In the course of my involvement with this law, it soon became clear that none of my four patients who used the ROTI Act would have bothered with the exhaustive assessment if they had access to a Peaceful Pill in the cupboard. Why would a person subject themselves to a compulsory psychiatric examination, if they already had control over the means of their death?

They would simply have waited till the time was right and then taken the Pill. The very laws that were supposed to empower these sick and frail people seemed to do the exact opposite. The law denied these individuals' control, placing it instead in the hands of those doctors tasked with establishing eligibility.

While some people may wish to involve a team of doctors in their deaths, others do not. Our point is that death need not be a medical event. It is also arguable whether the medical profession should be given the role of arbiter, of who gets the right to die with dignity, and who does not. (An extensive discussion of Exit's philosophy of death and dying can be found in Killing Me Softly: VE and the Road to the Peaceful Pill, 2005). This powerful medical model of death and dying hangs over us and needs to be challenged. This is, in part, the reason this book has been written.

While the past decade has seen several countries legalise assisted suicide or voluntary euthanasia, in Australia, the situation has worsened. Following the overturning of the ROTI Act, the Australian Federal Government amended the Customs Act in 2001 to outlaw the importation or exportation of ' suicide related material,' which even includes the transfer of printed material on suicide technique and methods. Then, in early 2006, the government went one step further and passed the Suicide Related Material Offences Act (2006). This law prohibits the use of a 'carriage service' such as a telephone, fax, email or the internet to discuss the practicalities of end of life issues and extends legal definitions of assisted suicide to include 'incitement' and 'discussion'.

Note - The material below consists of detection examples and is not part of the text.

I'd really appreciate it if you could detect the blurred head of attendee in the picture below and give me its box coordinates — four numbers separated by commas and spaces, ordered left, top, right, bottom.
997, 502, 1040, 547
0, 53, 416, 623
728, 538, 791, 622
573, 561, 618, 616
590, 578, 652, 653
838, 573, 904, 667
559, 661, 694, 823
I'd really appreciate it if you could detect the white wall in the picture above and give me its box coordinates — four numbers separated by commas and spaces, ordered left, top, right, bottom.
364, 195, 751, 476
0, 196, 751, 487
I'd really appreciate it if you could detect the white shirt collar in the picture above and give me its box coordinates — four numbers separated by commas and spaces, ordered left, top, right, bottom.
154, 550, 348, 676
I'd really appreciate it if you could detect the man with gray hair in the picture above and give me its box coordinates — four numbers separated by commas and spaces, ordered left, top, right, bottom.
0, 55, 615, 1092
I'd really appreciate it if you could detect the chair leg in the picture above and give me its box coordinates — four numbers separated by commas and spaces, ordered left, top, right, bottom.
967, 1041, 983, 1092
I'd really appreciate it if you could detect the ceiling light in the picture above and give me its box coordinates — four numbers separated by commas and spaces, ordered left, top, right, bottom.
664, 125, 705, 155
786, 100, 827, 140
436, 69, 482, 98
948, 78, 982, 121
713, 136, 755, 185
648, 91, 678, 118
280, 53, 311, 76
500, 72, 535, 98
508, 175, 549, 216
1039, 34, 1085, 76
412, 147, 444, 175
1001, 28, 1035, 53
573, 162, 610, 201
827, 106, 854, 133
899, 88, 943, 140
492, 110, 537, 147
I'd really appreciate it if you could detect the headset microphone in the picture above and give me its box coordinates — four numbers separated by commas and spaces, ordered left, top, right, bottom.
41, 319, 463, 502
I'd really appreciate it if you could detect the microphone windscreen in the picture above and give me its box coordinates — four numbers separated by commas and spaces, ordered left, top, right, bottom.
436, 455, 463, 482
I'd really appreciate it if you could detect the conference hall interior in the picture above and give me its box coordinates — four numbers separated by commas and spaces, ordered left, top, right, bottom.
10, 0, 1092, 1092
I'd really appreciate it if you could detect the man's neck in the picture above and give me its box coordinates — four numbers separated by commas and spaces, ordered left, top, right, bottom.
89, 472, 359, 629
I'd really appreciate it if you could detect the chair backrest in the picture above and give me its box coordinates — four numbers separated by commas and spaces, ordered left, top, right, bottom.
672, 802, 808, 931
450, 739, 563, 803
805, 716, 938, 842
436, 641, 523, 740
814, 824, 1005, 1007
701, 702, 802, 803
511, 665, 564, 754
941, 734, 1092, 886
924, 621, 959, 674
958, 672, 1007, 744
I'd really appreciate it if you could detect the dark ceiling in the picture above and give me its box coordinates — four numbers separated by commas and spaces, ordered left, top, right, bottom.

These legislative initiatives have broadened the crime of assisted suicide, increased the legal uncertainty associated with the practice and made everyday discussion of voluntary euthanasia extremely difficult.

Conclusion

There are many understandable reasons why a seriously ill person (or an elderly person) might plan for their own death. Exit does not accept the proposition that seriously ill people who reflect upon, or plan for, the end of their life are necessarily depressed or mentally ill.

Rather, a person's right to end-of-life information needs to be seen as central, enabling that person to make their own considered decisions and choices, just as they have done all their life. By implementing laws that restrict and withhold this information, the State is behaving in a way that is not only cruel, but fundamentally inequitable and unjust.

Those with money and connections will always be better resourced, better able to bend the rules, better able to get the necessary information and better able to access the restricted drugs, than those who are less well off. In the current climate of restriction, inaccurate and misleading information proliferates.

Bad information is dangerous and serves no one's interest. In the absence of a law that allows voluntary euthanasia, we seek in this book to make reliable and accurate information available to those who want to know they are in control, not only of their lives, but also of their deaths.